Compounding this void of accountability is that the African Union’s Convention on Cyber Security and Personal Data Protection has been ratified by just 14 out of 55 countries despite being adopted nearly a decade ago. Procurement policies for the use of AI-enabled technologies by public sector entities – tools that can indeed deliver tremendous economic and social benefits – should be made more transparent as well, through enhanced regulation and reporting requirements.

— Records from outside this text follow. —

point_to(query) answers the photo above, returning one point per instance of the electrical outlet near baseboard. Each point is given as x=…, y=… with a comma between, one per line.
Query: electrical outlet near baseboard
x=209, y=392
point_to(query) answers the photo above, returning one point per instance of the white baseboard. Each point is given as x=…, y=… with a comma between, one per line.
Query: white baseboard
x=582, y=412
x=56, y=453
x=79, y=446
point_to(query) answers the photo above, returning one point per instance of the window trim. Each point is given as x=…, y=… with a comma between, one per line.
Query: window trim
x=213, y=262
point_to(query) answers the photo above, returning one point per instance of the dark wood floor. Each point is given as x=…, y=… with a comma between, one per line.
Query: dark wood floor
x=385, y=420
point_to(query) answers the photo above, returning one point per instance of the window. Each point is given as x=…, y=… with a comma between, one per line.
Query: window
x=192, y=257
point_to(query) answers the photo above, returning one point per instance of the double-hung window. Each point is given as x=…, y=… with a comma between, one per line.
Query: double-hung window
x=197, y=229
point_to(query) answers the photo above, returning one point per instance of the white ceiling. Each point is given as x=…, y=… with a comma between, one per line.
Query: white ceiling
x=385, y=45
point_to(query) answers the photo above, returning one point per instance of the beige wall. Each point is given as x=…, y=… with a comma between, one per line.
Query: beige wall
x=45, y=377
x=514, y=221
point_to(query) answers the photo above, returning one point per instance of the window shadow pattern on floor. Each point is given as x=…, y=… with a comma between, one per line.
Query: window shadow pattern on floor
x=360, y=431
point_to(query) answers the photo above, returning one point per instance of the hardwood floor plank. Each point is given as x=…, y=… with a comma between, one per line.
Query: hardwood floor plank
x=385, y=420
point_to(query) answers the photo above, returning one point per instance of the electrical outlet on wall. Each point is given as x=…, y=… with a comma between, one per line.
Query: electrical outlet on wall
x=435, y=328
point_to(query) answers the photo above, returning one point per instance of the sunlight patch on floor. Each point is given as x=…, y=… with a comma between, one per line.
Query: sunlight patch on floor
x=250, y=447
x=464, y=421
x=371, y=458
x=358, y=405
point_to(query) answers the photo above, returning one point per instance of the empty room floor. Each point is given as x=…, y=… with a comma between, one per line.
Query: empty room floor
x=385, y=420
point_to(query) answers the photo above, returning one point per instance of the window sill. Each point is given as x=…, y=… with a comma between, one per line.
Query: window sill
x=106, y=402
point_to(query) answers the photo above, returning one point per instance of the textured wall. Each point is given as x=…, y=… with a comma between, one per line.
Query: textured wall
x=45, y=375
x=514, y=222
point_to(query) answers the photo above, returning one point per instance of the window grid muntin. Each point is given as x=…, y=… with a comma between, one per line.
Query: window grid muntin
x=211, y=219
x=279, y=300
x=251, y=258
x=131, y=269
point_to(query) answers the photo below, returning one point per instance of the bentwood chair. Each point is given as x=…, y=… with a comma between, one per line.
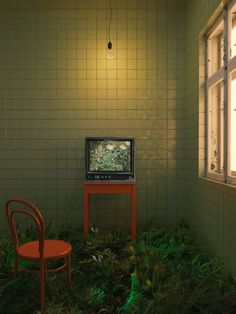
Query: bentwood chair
x=41, y=251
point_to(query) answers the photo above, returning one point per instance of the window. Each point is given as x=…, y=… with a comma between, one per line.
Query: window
x=221, y=97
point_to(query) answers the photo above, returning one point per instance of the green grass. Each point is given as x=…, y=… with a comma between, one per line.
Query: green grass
x=165, y=271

The rise in digital surveillance is not unique to Africa. In its annual report on online freedoms released last year, US-based watchdog group Freedom House notes that digital liberty is under threat by authoritarian actors worldwide.

Yet, according to Freedom House, the expansion of internet freedoms in at least 28 countries recently has been based on a proven combination of four interrelated tactics. These include pressuring tech companies to reject unreasonable state requests for suspending users’ accounts and petitioning courts to intervene against heavy-handed attempts at censorship.

Lawmakers who put democratic rights and digital freedoms at the centre of their campaigns should also be rewarded with electoral support – the hope being that, once in office, they advocate for a positive vision for the internet’s future in multilateral settings.

Veteran observers rightfully point out that democracy alone is not a solution for Africa’s development challenges. But as the continent’s nations build out their digital capacities in the coming years, these newfound capabilities should not enable regressive regimes to stymie the political aspirations of their people.